Industry bodies criticise IATA over new distribution capability claims

Industry bodies criticise IATA over new distribution capability claims

The American Society of Travel Agents and Business Travel Coalition have rejected emphatically the claim by IATA that the new “standard” it has developed for retail distribution was the “culmination of 12 months of intense coordination across the value chain with participation from airlines, global distribution systems, the travel agency community including online travel agencies and IT providers and their respective trade organizations.” 

IATA made the assertion in a press release at the end of its World Passenger Symposium in Abu Dhabi.

“The claim of participation by ‘the travel agency community’ and its ‘trade organisations’ is an illusion, plain and simple,” said Nina Meyer, president and chief executive officer of ASTA. 

“We and fellow travel agency organisations around the world have been denied transparent participation in the development process for what IATA calls the New Distribution Capability.

“IATA cannot legitimately claim this is an ‘industry effort’ on the grounds that one or two individual agencies were present.

“And the claim that it will enhance competition is called into question in light of NDC’s apparent preclusion of full price transparency and comparison.”

In a statement last week, IATA claimed the NDC would enable airlines to offer more options to customers and to reach them seamlessly across all distribution channels.

Currently around 60 per cent of tickets by value are sold indirectly through travel agencies using global distribution systems.

With the NDC, airlines will be able to recognise these customers and therefore provide tailored offerings, as they already can for those customers who go directly to airline websites, IATA said.
“A Foundation Standard for the NDC is the first step to enabling the development of open XML standards that will be available for all interested providers to work on and develop their own offerings,” Aleks Popovich, IATA senior vice president, industry distribution and financial services, said at the time.
“At the World Passenger Symposium, participants have agreed that the industry standard is paving the way for the future, and the time is right to move to a new model.”
However, this was disputed by BTC chairman Kevin Mitchell.

He said: “Let’s call a spade a spade.
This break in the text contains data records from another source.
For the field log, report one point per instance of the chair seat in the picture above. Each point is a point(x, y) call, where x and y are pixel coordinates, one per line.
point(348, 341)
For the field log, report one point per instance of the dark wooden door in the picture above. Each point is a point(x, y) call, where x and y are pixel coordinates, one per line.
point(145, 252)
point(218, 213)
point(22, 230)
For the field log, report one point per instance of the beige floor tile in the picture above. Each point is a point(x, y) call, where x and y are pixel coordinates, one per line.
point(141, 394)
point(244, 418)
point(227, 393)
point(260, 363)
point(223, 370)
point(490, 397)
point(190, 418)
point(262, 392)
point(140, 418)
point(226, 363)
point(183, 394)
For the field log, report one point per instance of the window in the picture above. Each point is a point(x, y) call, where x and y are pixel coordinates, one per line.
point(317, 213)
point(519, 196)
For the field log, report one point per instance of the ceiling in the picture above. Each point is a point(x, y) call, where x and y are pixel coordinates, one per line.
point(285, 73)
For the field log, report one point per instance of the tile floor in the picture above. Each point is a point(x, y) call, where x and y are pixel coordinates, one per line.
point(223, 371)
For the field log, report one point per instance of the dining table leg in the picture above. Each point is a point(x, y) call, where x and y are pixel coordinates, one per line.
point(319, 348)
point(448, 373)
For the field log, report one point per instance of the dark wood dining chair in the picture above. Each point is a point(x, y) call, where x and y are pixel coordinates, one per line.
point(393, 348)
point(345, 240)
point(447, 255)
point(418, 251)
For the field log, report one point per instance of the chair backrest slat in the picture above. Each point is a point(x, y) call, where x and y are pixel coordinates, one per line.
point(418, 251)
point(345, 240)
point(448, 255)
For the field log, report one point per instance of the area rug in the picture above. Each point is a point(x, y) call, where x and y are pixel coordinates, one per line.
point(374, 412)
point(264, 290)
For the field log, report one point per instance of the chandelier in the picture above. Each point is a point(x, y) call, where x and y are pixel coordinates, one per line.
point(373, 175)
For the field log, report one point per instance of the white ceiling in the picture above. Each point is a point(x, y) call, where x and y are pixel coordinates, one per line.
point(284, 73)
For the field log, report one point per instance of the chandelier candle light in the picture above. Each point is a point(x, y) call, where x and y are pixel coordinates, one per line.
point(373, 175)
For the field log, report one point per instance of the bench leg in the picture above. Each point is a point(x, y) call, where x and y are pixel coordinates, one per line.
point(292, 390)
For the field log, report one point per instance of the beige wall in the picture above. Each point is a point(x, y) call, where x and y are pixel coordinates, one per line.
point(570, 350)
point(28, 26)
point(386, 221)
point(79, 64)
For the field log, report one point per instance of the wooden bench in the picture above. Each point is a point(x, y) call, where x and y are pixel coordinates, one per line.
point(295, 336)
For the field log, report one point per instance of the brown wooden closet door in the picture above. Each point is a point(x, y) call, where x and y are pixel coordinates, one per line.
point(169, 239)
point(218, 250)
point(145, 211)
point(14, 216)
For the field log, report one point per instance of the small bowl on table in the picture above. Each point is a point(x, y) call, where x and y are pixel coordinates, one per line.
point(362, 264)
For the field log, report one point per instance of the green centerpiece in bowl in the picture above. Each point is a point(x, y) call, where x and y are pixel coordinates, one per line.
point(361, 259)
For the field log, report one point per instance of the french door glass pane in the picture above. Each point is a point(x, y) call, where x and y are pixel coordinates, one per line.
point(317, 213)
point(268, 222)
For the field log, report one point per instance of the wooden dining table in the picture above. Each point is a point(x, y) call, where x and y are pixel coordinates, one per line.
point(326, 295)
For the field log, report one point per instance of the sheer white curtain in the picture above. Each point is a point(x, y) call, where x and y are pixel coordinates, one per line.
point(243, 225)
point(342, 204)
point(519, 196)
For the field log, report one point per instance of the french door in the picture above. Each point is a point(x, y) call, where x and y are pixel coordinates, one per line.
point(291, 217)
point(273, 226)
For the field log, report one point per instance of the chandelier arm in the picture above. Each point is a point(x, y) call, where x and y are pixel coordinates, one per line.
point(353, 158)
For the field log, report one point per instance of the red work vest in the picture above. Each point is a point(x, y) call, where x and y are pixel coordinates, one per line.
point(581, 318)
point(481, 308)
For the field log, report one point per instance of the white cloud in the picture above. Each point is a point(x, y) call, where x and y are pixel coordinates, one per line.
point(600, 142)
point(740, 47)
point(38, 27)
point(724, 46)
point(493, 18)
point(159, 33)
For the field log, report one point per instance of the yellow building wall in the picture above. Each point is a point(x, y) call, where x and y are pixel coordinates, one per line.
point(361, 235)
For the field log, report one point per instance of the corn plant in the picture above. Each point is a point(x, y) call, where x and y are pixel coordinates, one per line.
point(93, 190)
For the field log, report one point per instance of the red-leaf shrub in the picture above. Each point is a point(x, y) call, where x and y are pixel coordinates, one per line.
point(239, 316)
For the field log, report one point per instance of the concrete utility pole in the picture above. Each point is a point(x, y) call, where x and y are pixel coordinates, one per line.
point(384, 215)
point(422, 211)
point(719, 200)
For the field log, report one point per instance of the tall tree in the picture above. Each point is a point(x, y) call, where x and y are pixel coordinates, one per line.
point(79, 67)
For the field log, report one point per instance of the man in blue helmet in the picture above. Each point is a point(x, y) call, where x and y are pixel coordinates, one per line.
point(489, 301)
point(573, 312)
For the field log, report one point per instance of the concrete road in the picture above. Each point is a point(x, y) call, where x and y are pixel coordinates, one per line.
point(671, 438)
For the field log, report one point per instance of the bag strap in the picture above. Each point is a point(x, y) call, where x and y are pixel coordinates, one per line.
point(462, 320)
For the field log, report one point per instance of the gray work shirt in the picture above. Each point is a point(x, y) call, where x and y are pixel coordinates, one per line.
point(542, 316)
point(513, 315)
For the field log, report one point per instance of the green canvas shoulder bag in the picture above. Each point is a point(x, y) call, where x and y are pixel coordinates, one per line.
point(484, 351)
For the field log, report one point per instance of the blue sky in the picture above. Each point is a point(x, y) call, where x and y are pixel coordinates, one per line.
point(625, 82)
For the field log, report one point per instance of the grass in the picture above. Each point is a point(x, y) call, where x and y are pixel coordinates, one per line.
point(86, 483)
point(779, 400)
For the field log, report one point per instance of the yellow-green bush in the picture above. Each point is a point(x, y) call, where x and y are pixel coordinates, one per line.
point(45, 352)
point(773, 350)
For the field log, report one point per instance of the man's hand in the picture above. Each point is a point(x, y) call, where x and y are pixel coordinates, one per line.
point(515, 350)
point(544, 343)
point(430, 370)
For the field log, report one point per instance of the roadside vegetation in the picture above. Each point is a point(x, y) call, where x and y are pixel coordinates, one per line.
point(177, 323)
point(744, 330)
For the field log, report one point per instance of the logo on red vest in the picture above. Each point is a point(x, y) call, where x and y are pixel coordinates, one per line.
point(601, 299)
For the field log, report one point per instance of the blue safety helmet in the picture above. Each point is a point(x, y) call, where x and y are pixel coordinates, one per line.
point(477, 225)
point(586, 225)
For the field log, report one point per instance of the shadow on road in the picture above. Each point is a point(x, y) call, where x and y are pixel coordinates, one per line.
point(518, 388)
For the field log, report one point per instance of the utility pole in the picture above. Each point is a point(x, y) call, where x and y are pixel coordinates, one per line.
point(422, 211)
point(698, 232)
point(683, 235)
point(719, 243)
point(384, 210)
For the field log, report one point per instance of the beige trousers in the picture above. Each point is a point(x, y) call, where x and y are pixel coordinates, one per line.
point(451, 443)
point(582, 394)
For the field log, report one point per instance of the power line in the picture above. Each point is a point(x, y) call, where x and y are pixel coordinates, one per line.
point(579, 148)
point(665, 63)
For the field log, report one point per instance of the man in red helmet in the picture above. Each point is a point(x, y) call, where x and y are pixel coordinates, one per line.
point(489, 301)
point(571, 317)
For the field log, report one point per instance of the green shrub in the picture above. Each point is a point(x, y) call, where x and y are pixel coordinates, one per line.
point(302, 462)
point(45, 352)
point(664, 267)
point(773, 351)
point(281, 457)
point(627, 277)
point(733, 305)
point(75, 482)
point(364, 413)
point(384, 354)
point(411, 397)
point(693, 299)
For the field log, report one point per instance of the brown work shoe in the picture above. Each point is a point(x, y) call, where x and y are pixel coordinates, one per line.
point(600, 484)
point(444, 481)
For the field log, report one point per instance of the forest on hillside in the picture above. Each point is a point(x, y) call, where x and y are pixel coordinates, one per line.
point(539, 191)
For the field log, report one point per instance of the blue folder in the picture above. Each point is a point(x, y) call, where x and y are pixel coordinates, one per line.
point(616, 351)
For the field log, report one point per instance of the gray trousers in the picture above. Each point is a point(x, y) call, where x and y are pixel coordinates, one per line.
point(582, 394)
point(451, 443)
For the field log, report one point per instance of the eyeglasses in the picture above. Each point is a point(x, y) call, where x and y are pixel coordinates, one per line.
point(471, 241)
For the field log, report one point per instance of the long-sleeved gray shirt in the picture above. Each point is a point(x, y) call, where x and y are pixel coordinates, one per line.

IATA recently assured us that NDC was in its very, very early stages and that technical standards to be adopted in the upcoming working session in Montreal were just the beginning of a long development process.

“However, the setting of direction usually needs to precede the development of technical standards.

“As such, the likely reason organisations representing travel agencies and corporate travel departments were excluded from the process, including Montreal meeting, is because decisions about direction and business models have already been taken; there is no role left, no opportunity for input from these organisations.”